Your friendly neighbourhood Ordo Malleus Support Tech

A Typical Day at the Office

Email from Client: I add da product an it no in da pending! Help me!*

My Reply: Just to make sure I’ve got this straight – you added a product using the the new interface, but it  became active immediately rather than going into the pending category? Correct?

Client’s Reply: I no see product not anywhere!

Reply I would have liked to send: I asked you a damn question!! If you don’t answer it I can’t fix your petty little problem!

What I actually did: Spent twenty minutes investigating the database and determining that the product had been added using the old interface, and the client skipped a step, despite being given clear, numbered instructions only yesterday.


* The client’s emails were actually written in reasonable English, I just edited them to cave man to give an idea of how uninformative and useless they were.

Can on a String


I’d just like to say that Vodafone suck.

Well OK, maybe I suck a bit as well.
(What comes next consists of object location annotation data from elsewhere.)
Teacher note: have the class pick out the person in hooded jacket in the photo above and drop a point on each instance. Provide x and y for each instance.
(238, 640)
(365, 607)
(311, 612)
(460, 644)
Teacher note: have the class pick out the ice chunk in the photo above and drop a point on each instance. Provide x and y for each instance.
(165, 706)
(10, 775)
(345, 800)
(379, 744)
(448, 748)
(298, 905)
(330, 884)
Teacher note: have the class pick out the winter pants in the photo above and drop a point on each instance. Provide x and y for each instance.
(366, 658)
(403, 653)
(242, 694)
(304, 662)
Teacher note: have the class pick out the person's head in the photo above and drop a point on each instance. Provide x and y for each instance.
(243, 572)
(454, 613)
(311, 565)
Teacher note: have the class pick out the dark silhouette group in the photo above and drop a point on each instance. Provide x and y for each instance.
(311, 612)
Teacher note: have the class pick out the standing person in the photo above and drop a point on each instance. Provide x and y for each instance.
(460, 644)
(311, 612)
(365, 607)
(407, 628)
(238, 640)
But the end result is a big ball of suck which is rather pissing me off, and as Vodafone are the bigger target I’m going to blame them.

A while back, after a dinner date with a friend was almost totally screwed up by the fact that I wasn’t contactable, I reluctantly bought a mobile phone. I went with Vodafone for reasons that I can’t quite remember, but seemed sensible at the time, and until recently have had absolutely no problems with them. But a while back my credit card expired, and a couple of weeks after that my phone ran out of prepaid credit…

To use a credit card to top up your Vodafone prepaid credit, the card has to be registered with Vodafone. No problem, except that it’s apparently impossible to register a new credit card when you’re out of credit. Making a call – even one to a Vodafone support number – on a creditless handset diverts you into Vodafone’s recharge system, from which it is completely impossible to get to any option allowing you to register a new credit card. Attempts to do so throw you into an endless loop of account options, the only way to break out of which is to admit defeat and hang up.

After dealing with this nightmare a few times I had the bright idea of calling customer support from my landline. This worked up to a point – the point where I was put through to an operator with an accent so thick I could barely understand a word he said (I think he might have been a Romanian who was taught English by a native Irish Gaelic speaker who learnt the language from Billy Conolly DVDs).

He asked me a series of questions, starting with the basic name, date of birth and address. Then he asked me for my PIN number. Now, sure, this is something I really should know, but I don’t – which is the reason I was calling up customer support rather than going online to register my credit card number in the first place.

This wasn’t a problem, because there were a bunch of other questions he could ask to confirm that I’m who I said I was. For instance what “fodo-eyed” did I use to register the sim card? After some backing and forthing I figured out he meant “photo id” and told him I used my passport.

He checked his computer and said sorry but I didn’t use my passport – which came as quite a surprise to me since it’s the only photo id I possess.

But that was OK, because there were other questions he could ask. Like what were the last three numbers I called? I checked my handset and discovered they were to my parents, and to Vodafone’s support number. He checked his computer.

No, apparently those weren’t the last three numbers I called.

But that was OK, because he could instead ask me what plan I was on. I said I had no idea but it was the basic prepaid one. How much did I pay the last time I recharged? I said I thought it was about $30. How much credit did I get from that? I said about $100. And when did I last recharge? I said I thought it was some time in August.

Apparently none of that matched with my account. But that was OK because there was one more question he could ask. He brought it up on his computer…

…and then couldn’t ask it because the computer wouldn’t tell him what it was.

Having exhausted all his options he said the only thing I could do was to take the handset and some photo ID into a Vodafone shop and they could register my new credit card there.

Fantastic. So I now have to drag myself in to a Vodafone store and produce identification just so I can pay them money. Hooray!

Honestly. I’d be better off with a can on a string.